Show power series converges for every $x$.

Question

Let $$f(x) = 1 + a_{1}x^{1}+a_{2}x^{2}+a_{3}x^{3}+a_{4}x^{4}+...$$ be a solution of the differential equation $f'(x)=xf(x).$ Now I need to explain that the power series that define $f(x)$ converges for every $x$.

This problem is introduced by two smaller proofs which I will give (or my attempts for them) so the track of thought is clear.

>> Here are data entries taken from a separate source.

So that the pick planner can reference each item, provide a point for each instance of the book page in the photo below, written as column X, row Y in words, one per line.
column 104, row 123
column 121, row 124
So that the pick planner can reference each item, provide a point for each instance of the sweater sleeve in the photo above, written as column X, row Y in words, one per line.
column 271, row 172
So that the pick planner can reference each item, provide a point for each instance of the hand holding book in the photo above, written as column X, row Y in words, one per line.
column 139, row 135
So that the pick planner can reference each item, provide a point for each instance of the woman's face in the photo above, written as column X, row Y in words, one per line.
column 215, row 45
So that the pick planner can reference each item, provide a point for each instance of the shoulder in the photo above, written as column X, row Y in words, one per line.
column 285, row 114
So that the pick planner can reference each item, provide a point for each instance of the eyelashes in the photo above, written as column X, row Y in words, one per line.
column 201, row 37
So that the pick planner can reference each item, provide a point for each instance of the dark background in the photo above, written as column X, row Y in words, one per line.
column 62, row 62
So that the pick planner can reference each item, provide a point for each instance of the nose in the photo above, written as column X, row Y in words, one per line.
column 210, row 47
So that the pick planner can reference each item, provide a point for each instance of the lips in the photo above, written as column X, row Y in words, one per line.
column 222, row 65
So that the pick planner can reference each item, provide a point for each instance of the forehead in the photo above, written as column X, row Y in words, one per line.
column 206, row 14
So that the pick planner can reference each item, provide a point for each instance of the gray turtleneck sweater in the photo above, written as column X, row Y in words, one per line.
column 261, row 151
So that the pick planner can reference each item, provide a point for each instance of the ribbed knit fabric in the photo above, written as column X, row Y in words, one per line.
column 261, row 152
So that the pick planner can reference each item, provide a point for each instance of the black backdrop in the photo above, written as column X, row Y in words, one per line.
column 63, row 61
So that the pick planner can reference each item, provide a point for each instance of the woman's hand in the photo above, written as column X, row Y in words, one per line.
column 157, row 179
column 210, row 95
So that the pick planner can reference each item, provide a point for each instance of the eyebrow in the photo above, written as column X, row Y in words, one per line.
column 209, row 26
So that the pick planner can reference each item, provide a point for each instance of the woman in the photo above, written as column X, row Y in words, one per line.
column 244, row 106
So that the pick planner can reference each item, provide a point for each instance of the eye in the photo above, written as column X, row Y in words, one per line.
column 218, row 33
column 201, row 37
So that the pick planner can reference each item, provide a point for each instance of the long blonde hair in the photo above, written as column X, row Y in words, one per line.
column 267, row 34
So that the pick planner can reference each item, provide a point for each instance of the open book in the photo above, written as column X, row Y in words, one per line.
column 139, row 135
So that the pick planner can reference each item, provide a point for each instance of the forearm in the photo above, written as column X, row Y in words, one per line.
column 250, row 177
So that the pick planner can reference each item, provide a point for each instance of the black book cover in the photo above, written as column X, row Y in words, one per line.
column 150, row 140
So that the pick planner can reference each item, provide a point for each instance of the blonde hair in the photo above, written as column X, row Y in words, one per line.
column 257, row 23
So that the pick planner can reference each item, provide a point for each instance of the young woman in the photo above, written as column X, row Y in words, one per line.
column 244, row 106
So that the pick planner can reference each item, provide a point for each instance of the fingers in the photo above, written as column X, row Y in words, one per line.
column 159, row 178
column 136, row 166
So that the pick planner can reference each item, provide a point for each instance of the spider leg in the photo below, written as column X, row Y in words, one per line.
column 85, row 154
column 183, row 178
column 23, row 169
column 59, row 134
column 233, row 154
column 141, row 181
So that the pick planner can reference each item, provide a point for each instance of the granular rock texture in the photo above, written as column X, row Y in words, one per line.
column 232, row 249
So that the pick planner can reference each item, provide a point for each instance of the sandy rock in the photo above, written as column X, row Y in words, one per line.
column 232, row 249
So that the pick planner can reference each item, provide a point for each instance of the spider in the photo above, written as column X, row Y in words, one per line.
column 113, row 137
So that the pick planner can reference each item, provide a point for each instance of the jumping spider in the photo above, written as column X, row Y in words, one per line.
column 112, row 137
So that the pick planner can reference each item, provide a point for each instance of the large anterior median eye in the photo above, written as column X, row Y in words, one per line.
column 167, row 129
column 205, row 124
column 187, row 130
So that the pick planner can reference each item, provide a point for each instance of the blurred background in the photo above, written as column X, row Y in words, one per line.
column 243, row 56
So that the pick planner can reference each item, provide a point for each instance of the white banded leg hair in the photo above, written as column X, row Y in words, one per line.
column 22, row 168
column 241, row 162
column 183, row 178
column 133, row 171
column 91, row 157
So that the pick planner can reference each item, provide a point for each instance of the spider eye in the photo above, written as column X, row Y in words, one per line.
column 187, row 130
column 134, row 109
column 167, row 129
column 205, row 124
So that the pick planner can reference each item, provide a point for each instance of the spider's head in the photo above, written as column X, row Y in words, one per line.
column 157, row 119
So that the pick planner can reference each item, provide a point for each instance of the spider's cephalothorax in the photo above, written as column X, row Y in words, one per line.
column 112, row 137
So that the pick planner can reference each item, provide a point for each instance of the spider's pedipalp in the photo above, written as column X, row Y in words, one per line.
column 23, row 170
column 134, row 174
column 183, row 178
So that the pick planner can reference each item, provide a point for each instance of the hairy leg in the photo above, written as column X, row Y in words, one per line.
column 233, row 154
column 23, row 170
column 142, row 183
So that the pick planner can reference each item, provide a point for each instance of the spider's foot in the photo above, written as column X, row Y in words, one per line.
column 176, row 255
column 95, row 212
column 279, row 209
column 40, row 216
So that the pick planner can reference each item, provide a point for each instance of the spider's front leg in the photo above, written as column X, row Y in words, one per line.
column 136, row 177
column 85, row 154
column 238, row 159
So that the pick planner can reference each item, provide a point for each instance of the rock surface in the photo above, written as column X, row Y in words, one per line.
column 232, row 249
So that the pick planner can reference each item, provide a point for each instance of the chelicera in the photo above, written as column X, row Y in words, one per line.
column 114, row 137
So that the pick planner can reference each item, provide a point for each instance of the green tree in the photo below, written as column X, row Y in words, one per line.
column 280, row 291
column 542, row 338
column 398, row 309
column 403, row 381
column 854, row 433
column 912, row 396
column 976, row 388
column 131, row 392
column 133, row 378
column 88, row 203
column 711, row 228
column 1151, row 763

First I found a simple expression for $\frac{a_{2n}}{a{2n-2}}$ for every $n \in \mathbb{N}$. Since this fraction is $\frac{1}{2}$ when $n=1$, it is $\frac{1}{4}$ when $n=2$, it is $\frac{1}{6}$ when $n=3$ and so on, I let

$$\frac{a_{2n}}{a_{2n-2}}=\frac{1}{2n}.$$

Next I had to show that for every fixed $x \in \mathbb{R}$ there exists a $N \in \mathbb{B}$ such that $|a_{2n}x^{2n}| \leq \frac{1}{2} |a_{2n-2}x^{2n-2}|$ whenever $n \geq N$. This is my attempt:

Let $x \in \mathbb{R}$ be given and let $N > x^{2}$, then for all $n \geq N : \frac{1}{n} < \frac{1}{x^{2}}.$ Then

$$\frac{|a_{2n}|}{|a_{2n-2}|}=\frac{1}{2} \frac{1}{|n|} < \frac{1}{2} \frac{1}{|x^{2}|}=\frac{1}{2} \left| \frac{x^{2n-2}}{x^{2n}} \right|\\ \Longrightarrow\\ |a_{2n}||x^{2n}| < \frac{1}{2} |x^{2n-2}||a_{2n-2}|. $$

I expect to have to use $|a_{2n}x^{2n}| \leq \frac{1}{2} |a_{2n-2}x^{2n-2}|$ to show the convergence, but I have no idea how. Any suggestions?

Answer 1

We can write the differential equation as $$ \sum_{n\ge1}na_{n}x^{n-1}=\sum_{n\ge0}a_nx^{n+1} $$ Changing indices, we obtain $$ a_1+\sum_{n\ge1}(n+1)a_{n+1}x^{n}=\sum_{n\ge1}a_{n-1}x^n $$ so that $a_1=0$ and $$ (n+1)a_{n+1}=a_{n-1} $$ Therefore all odd terms are zero, and $(n+2)a_{n+2}=a_n$ for even $n$, starting with $a_0=1$. The first terms are $$ a_2=\frac{1}{2},\qquad a_4=\frac{1}{4}\frac{1}{2},\qquad a_6=\frac{1}{6}\frac{1}{4}\frac{1}{2} $$ and we can conjecture that $$ a_{2n}=\frac{1}{2^nn!} $$ Indeed, $(2n+2)a_{2n+2}=a_{2n}$ and so $$ a_{2n+2}=\frac{1}{2n+2}\frac{1}{2^nn!}=\frac{1}{2^{n+1}(n+1)!} $$ Using the ratio test, we have $$ \left|\frac{a_{2n+2}x^{2n+2}}{a_{2n}x^{2n}}\right|=\frac{2^nn!}{2^{n+1}(n+1)!}|x^2|= \frac{x^2}{2(n+1)} $$ whose limit is $0$. Thus the series converges everywhere.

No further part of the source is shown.